The first three are rather easy. You can use the straightforward algorithms you learned in elementary school. I'll give an example with addition assuming that the vectors have the lowest order digits in the smaller indexes (e.g. the number 1234 would be stored in an array like [4 3 2 1], though resizable since it's a vector).
First, get the length of the vectors (i.e. the number of digits in each number you want to add). Let's say I'm computing 1234 + 50. The lengths of these numbers are 4 and 2. The length of the output can be at most 5 digits, so for generality I should loop 5 times (or rather, max(length(n1), length(n2)) + 1 in pseudocode).

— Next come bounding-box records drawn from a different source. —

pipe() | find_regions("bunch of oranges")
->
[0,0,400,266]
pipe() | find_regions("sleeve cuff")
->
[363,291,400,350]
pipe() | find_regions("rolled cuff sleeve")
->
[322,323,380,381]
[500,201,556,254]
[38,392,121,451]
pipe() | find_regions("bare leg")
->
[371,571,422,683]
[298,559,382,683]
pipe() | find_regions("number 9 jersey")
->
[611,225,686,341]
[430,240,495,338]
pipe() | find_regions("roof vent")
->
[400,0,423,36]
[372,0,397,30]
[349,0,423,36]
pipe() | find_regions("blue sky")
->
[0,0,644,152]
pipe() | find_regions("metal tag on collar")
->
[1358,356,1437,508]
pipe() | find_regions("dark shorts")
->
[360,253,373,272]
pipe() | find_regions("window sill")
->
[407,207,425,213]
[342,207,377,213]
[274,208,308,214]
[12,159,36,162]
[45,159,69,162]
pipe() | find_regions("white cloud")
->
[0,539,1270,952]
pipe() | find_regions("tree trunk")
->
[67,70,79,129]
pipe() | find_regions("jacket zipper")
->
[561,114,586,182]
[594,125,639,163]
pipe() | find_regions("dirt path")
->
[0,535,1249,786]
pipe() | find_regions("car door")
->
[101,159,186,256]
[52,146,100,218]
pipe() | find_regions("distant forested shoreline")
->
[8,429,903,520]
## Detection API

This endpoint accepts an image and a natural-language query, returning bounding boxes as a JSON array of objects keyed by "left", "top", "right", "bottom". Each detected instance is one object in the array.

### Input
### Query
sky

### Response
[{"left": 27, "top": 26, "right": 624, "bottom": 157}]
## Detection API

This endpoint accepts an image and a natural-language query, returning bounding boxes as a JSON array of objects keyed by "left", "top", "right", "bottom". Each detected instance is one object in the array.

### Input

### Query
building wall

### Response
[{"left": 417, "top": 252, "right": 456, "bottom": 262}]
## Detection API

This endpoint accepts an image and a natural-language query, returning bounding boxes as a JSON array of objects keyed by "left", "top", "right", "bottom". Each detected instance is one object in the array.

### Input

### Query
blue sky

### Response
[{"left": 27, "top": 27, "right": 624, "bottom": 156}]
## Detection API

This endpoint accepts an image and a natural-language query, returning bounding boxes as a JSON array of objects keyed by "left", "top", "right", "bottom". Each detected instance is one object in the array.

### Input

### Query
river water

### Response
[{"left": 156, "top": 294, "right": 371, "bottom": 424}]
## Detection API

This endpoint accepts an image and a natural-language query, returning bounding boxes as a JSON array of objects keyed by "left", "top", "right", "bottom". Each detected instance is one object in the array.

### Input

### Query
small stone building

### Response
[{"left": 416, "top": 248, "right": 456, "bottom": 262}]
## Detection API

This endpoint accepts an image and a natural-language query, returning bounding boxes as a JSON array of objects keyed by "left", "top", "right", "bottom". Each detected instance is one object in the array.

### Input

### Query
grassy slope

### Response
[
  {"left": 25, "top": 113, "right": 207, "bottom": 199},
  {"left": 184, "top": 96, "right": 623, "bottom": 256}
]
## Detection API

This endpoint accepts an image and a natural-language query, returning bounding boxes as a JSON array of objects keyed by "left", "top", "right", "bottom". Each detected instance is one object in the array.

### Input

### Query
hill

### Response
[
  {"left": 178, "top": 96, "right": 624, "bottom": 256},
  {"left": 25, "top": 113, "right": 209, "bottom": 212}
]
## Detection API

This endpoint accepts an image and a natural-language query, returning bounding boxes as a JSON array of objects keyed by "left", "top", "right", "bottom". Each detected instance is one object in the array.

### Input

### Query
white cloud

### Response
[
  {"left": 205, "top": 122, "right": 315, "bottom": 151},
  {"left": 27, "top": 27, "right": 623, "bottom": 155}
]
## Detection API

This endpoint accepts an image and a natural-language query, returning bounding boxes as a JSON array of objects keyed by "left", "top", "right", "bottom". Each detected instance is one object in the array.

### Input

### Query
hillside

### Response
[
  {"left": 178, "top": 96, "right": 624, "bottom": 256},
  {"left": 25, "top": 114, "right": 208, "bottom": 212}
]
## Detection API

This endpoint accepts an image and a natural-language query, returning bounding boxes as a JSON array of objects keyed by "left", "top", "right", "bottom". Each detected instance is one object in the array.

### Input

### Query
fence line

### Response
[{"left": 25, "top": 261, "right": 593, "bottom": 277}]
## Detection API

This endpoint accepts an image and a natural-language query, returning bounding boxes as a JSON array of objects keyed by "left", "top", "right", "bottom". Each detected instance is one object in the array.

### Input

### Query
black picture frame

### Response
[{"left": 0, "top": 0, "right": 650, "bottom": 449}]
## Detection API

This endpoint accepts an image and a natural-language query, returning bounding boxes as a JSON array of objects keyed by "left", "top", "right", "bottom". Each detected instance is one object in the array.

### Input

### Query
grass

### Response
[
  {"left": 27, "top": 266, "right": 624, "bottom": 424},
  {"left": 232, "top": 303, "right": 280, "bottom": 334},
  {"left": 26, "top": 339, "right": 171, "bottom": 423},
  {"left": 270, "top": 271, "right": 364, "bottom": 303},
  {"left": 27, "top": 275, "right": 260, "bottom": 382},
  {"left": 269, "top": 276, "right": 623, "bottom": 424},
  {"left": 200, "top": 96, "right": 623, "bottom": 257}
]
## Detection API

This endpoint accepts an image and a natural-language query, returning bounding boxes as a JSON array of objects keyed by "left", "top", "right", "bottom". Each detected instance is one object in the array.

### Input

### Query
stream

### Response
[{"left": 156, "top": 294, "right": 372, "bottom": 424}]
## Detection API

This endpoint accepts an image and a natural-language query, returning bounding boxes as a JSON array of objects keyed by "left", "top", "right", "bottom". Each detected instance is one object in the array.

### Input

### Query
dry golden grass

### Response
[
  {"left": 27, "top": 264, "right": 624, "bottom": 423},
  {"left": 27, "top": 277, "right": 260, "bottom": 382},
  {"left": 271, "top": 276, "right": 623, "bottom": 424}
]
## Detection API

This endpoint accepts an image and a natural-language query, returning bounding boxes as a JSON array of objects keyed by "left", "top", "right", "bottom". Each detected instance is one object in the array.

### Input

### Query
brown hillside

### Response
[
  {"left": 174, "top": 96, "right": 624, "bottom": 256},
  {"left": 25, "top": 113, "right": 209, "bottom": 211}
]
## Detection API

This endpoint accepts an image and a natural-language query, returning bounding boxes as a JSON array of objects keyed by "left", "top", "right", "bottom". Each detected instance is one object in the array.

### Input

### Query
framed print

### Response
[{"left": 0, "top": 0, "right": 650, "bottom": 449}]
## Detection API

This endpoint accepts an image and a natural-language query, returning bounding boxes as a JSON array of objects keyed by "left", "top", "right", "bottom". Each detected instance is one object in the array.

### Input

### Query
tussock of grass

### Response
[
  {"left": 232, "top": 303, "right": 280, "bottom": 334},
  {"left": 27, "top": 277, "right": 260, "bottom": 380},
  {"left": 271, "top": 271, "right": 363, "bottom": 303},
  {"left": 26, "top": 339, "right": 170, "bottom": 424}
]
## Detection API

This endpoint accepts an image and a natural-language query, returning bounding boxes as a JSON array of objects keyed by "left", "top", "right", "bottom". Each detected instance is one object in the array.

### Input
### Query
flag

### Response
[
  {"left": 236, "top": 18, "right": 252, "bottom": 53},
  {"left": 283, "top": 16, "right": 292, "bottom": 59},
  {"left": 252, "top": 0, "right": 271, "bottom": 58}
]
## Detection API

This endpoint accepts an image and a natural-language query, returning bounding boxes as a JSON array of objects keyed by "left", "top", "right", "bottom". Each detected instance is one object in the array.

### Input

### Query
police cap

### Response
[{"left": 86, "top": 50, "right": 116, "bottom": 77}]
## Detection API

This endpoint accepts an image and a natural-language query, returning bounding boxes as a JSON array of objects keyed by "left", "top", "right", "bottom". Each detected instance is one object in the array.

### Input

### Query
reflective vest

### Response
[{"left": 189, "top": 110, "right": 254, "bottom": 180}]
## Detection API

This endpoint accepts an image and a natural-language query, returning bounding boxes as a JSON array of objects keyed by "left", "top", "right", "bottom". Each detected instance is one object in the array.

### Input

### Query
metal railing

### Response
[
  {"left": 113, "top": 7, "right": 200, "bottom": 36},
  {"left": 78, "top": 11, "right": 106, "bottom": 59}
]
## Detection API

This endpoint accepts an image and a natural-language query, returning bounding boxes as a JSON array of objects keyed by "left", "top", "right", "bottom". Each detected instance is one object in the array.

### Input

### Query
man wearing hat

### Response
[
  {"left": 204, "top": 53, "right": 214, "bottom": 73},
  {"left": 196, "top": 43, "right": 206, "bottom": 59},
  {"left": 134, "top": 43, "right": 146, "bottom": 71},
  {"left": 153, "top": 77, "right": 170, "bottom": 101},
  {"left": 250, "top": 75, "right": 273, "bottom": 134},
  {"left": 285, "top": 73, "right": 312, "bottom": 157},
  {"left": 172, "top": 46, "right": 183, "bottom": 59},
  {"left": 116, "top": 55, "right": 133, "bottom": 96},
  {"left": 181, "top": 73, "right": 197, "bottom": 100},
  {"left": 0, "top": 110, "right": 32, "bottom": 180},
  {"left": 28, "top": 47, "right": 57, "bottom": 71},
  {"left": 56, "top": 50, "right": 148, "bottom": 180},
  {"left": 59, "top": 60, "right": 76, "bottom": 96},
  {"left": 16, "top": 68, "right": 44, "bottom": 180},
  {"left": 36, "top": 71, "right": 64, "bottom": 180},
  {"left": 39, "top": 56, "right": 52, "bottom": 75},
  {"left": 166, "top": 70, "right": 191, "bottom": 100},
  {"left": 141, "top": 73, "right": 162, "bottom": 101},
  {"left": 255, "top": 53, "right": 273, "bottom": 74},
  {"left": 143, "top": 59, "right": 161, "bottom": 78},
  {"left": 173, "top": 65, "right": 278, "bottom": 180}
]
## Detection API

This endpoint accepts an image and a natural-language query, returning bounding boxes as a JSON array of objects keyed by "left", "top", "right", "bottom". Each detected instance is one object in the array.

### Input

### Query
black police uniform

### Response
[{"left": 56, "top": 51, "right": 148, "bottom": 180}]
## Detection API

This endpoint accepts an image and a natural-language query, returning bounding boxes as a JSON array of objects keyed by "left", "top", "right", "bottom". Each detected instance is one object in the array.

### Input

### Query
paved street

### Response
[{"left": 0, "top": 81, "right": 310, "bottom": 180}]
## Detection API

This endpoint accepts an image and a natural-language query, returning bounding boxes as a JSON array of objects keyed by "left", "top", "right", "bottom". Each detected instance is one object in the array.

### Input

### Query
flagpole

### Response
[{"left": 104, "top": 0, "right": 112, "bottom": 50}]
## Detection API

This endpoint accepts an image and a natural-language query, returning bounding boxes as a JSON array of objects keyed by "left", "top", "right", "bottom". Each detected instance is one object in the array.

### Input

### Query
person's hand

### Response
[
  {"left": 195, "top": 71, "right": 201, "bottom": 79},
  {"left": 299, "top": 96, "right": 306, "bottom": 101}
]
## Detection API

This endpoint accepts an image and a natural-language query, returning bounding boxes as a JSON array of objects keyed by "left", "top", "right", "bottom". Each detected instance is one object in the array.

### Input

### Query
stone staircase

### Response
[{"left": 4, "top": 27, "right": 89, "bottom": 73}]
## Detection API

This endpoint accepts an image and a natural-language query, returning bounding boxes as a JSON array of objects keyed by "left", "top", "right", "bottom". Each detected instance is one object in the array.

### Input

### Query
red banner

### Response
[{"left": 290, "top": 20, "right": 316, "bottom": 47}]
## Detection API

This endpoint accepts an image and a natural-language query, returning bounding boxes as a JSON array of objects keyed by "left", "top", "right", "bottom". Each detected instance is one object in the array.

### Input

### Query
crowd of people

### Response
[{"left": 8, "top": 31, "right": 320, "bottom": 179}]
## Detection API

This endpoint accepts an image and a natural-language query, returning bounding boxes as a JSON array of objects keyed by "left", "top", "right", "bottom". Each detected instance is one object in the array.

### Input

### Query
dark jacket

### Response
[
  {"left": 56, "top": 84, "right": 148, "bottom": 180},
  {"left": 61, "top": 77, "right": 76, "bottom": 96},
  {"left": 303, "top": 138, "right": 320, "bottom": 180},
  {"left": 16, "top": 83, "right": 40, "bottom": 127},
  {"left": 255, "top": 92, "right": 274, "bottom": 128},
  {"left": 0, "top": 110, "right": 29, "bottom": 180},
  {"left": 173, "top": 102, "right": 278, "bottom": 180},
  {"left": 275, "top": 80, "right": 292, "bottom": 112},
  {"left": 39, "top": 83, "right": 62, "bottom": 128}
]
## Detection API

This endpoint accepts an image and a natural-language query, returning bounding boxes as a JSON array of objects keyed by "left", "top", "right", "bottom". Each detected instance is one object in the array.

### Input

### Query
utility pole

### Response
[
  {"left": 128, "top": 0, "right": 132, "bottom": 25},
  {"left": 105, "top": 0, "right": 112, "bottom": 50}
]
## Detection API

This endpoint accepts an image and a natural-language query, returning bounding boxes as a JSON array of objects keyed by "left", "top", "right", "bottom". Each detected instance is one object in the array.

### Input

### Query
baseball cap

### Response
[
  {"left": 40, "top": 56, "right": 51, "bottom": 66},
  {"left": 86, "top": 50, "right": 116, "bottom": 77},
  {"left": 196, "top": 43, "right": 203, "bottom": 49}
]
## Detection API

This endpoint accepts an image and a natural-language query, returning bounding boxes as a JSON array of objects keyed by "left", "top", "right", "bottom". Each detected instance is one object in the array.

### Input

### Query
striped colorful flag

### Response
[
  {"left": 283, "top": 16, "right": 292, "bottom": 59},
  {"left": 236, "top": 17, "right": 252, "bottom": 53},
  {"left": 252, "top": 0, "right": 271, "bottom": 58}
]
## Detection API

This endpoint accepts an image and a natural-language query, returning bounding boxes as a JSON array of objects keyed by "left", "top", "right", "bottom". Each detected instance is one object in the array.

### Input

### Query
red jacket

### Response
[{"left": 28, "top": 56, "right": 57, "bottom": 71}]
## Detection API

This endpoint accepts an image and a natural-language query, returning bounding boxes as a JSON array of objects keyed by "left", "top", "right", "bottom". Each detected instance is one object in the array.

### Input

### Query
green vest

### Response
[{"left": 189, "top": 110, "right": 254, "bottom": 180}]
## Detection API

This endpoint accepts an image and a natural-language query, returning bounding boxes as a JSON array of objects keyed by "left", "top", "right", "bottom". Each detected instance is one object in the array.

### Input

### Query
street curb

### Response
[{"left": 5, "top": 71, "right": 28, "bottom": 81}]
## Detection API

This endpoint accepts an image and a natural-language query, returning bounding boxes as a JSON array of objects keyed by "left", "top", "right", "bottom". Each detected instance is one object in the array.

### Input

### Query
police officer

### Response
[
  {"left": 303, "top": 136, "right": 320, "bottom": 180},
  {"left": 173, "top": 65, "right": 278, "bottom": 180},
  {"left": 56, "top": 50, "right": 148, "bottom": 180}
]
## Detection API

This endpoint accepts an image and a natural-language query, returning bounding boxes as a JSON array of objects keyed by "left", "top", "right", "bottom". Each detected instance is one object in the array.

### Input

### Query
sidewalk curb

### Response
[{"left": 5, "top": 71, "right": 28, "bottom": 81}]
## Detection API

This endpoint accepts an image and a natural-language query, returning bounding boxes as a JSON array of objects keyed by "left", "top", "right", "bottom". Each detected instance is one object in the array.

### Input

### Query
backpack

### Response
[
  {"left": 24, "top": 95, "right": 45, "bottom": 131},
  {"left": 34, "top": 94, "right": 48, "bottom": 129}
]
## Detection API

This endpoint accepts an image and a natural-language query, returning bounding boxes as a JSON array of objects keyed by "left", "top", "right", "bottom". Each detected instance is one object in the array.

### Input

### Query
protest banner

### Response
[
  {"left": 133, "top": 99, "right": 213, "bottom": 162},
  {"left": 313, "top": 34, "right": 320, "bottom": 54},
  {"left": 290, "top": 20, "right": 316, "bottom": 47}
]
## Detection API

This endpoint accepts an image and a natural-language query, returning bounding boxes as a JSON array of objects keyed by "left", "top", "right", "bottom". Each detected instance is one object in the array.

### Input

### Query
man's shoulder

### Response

Heck, I'll just write it in pseudocode from here:
public Vector add (Vector n1, Vector n2) {
int carry = 0;
Vector sum = new Vector();
for (int k = 0; k < max(n1.length, n2.length) + 1; k++) {
....int s = n1[k] + n2[k] + carry;
....sum[k] = s % 10;
....carry = s / 10;
}
return sum;
}
(I'm using the dots for indentation only, since I think the attach code feature is still broken.)
Basically, you just keep track of the carry and keep adding things through. Depending on your vector implementation, this may need to change. I'm assuming that indexing a higher order bit for a number that isn't large enough to have that bit non-zero will return zero (it should if these vectors are just being used for math). If it doesn't, you'll need an extra check for that.
EDIT: Changed index from i to k to avoid italics.